On the side of the highway and standing out in the sun were two men trying to sell TV antennas.  The youngest was able to persist, but the older one finally had to sit down on the hot asphalt.  A wave of new “businesspeople” has sprouted up as a result of the mass government layoffs and with the help of new laws, but I don’t believe that licenses were issued for the selling of antennas, which means these guys could have been picked up at any moment.   (Photo 10)

Other fighters that we ran into were those who could almost be called miners of “recebo” (a mineral admixture of concrete).  They were digging a hole on the side of the highway, and in such a way that if they continued with the same momentum they would have soon gone under the whole road.

A few miles further on the pendulum again swung towards beauty.  (Photo 11) This past decade there began the construction of a beautiful neighborhood that today has almost been completed.  It is so new that no one knew what it was called or who would be its privileged occupants.  It had beautiful and varied architecture, not block after monotonous block of the same design like in the Electrico or Alamar neighborhoods.

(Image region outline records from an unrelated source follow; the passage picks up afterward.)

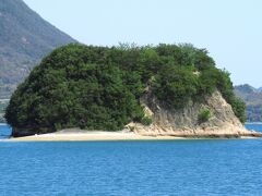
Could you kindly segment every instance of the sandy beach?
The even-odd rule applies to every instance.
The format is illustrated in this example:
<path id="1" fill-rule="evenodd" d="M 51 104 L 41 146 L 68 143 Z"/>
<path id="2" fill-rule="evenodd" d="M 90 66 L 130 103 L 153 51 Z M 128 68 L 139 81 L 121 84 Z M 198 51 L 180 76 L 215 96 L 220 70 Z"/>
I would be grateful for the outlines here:
<path id="1" fill-rule="evenodd" d="M 123 132 L 50 133 L 5 139 L 8 142 L 81 142 L 81 140 L 168 140 L 186 139 L 176 136 L 143 136 Z"/>
<path id="2" fill-rule="evenodd" d="M 226 139 L 226 138 L 259 138 L 261 134 L 247 135 L 140 135 L 132 132 L 57 132 L 50 134 L 13 137 L 2 142 L 88 142 L 88 140 L 174 140 L 174 139 Z M 1 139 L 0 139 L 1 140 Z"/>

Some of the units were already occupied, and from one of them a curious little dog didn’t miss a single footstep we took.   (Photo 12)

But when we ran into a crystalline stream we couldn’t have been any happier.  We were almost cheered up enough to take a drink, but we quickly noticed that its waters flowed out of a broken pipe. (Photo 13)

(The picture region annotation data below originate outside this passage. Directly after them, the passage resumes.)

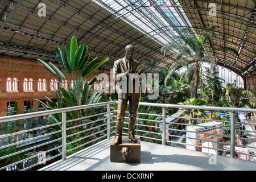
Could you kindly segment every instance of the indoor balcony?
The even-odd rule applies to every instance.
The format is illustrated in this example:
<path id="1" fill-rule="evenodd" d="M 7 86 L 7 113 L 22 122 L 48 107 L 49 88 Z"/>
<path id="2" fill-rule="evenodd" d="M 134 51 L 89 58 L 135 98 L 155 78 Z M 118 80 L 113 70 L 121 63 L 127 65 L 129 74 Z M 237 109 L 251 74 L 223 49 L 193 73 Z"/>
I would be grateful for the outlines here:
<path id="1" fill-rule="evenodd" d="M 110 162 L 117 104 L 117 101 L 109 101 L 0 117 L 0 122 L 9 122 L 9 125 L 13 123 L 10 121 L 39 117 L 48 121 L 35 128 L 0 135 L 0 150 L 4 154 L 0 156 L 0 170 L 255 169 L 255 116 L 247 120 L 243 113 L 256 113 L 256 109 L 145 102 L 139 103 L 135 128 L 135 136 L 141 140 L 141 163 Z M 158 114 L 141 113 L 143 106 L 157 108 Z M 68 119 L 74 111 L 82 113 L 84 109 L 93 108 L 94 112 L 90 115 Z M 102 108 L 104 111 L 99 113 Z M 174 108 L 193 111 L 216 110 L 219 114 L 225 113 L 222 115 L 228 119 L 221 117 L 218 118 L 223 120 L 194 118 L 177 113 L 167 115 L 168 109 Z M 236 113 L 241 122 L 236 121 Z M 56 114 L 59 121 L 53 119 Z M 185 121 L 189 119 L 192 122 L 196 119 L 197 125 Z M 245 130 L 237 127 L 240 123 L 246 126 Z M 127 134 L 125 120 L 123 129 L 124 135 Z"/>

I’ve read in the conservative newspaper Granma that more than 60 percent of the water pumped in the city escapes through leaks.  This was one to them, and it was so old that a small forest had grown at its expense.  Havana is suffering from a drought, but it still hasn’t been possible to solve this problem. (Photo 14)

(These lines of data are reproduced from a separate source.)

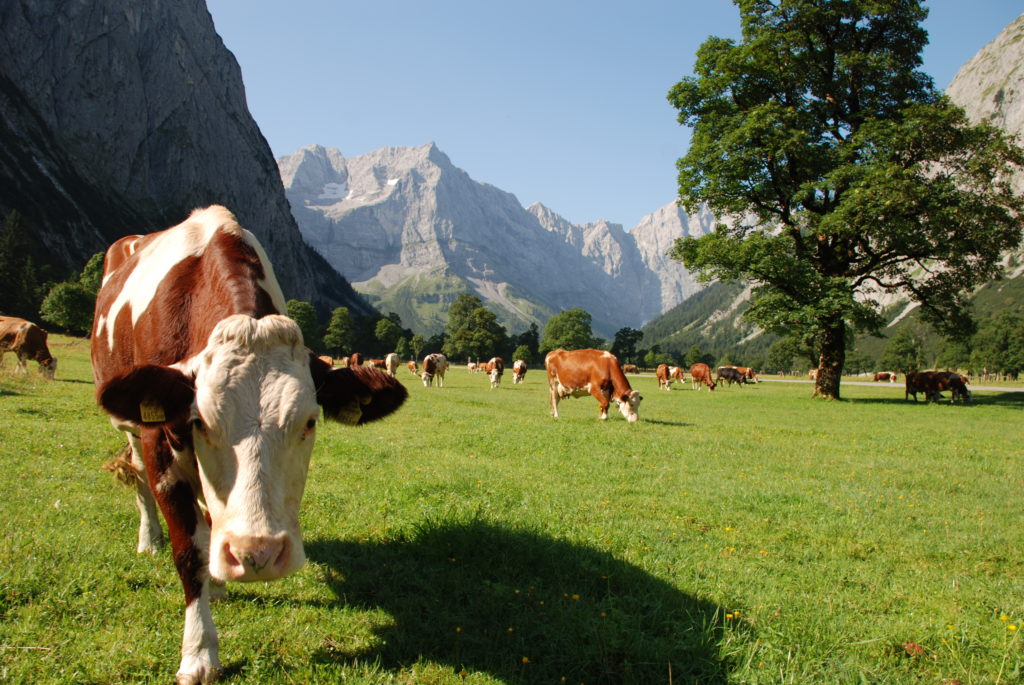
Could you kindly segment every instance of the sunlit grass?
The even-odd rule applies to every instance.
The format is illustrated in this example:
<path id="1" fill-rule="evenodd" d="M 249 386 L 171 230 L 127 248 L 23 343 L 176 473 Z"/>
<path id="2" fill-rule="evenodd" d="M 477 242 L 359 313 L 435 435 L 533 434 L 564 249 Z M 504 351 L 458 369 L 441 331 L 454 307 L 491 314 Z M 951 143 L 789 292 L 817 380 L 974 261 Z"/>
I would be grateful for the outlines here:
<path id="1" fill-rule="evenodd" d="M 0 376 L 0 680 L 167 682 L 181 593 L 134 553 L 88 347 Z M 453 369 L 319 429 L 309 563 L 214 606 L 236 683 L 1019 682 L 1024 395 L 807 384 L 587 397 Z M 897 384 L 898 385 L 898 384 Z"/>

And speaking of leaks, in the middle of the “energy revolution,” street lights remained on even under the noontime sun.  (Photo 15)

Then, near our goal, we went by the famous 100th and Aldabo Street Police Station, jokingly referred to as the 100th and “the End” (“Acabo” in Spanish).  Behind the walls of the station a huge sign read “REVOLUTION IS FIDEL.”  We didn’t photograph it because we were seriously trying to make it to the clinic, without having any problems with the authorities.

Los Pinos is a normal neighborhood with modern one and two story houses, but it has a section where one can note its age. (Photo 16)  A train station in ruin and some beautiful large wooden houses with gable roofs survive from a past that is becoming blurred.   (Photo 17)

When we found the clinic it gave us a bad feeling from its being so shabby, but inside was a kind and attentive vet who restored our calm. (Photo 18)   A staphylococcus and a fungus were enjoying Bruno’s skin; now the problem is to get them to go and be headaches somewhere else.